Wednesday, November 30, 2005

At The Other End of the Day

I was lucky, this morning, getting that spectacular sunrise. And also reminded of how badly I read the weather. This is something I'll need to get better at, if I want to get more of those really good images.

Attached is a picture I took in the Peak District this summer. I was there on a 2 day digital imaging course, and was out in the evening, nearby, looking for a nice sunset. I had taken a few to little effect, and was driving out by the humourously named Tittesworth Reservoir when I stopped to look at the sun setting nearby a local landmark called "The Cloud" - this is the long wedge-shaped peak in the distance. I thought the scene was nice enough, but then the sun went in behind the actual cloud, and produced, for about 20 seconds, the most dramatic scene ever - rays of light spilling out from behind the cloud, the colours intensified, and - with the sun now less of a direct light source - made the image possible to record in any detail. Again, I should have seen it coming...

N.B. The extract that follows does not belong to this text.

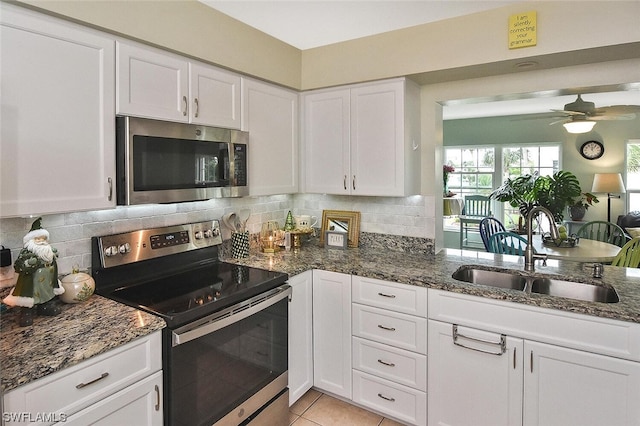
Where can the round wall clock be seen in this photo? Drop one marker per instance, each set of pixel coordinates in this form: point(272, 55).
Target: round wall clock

I did process the image in Photoshop, slightly lightening the foreground and just balancing up the levels and colour saturation. I think it makes for a pretty special image.

Ivan

3 comments:

Critical Light said...

You're right. That is a special picture. It is so well balanced. The foreground is not too dark but not domineering, and leads you to the sky which is simply gorgeous.

Ivan said...

Thanks Damian. My only gripe with this picture is the plant sticking up in the front left of the picture. It crosses the fence, and is in direct line of the distant peak of interest. I may try and clone it out in Photoshop...
Ivan

Critical Light said...

Well I have two contrasting comments. First, I did not notice the plant. It's not ugly either. It also helps to provide a frame/border for the foreground and may actually help to bring the viewer to the sky. And it is very natural looking too. Secondly, if the plant is removed, it creates a slope upwards from the left foreground to the right midground which takes the viewer to the sky.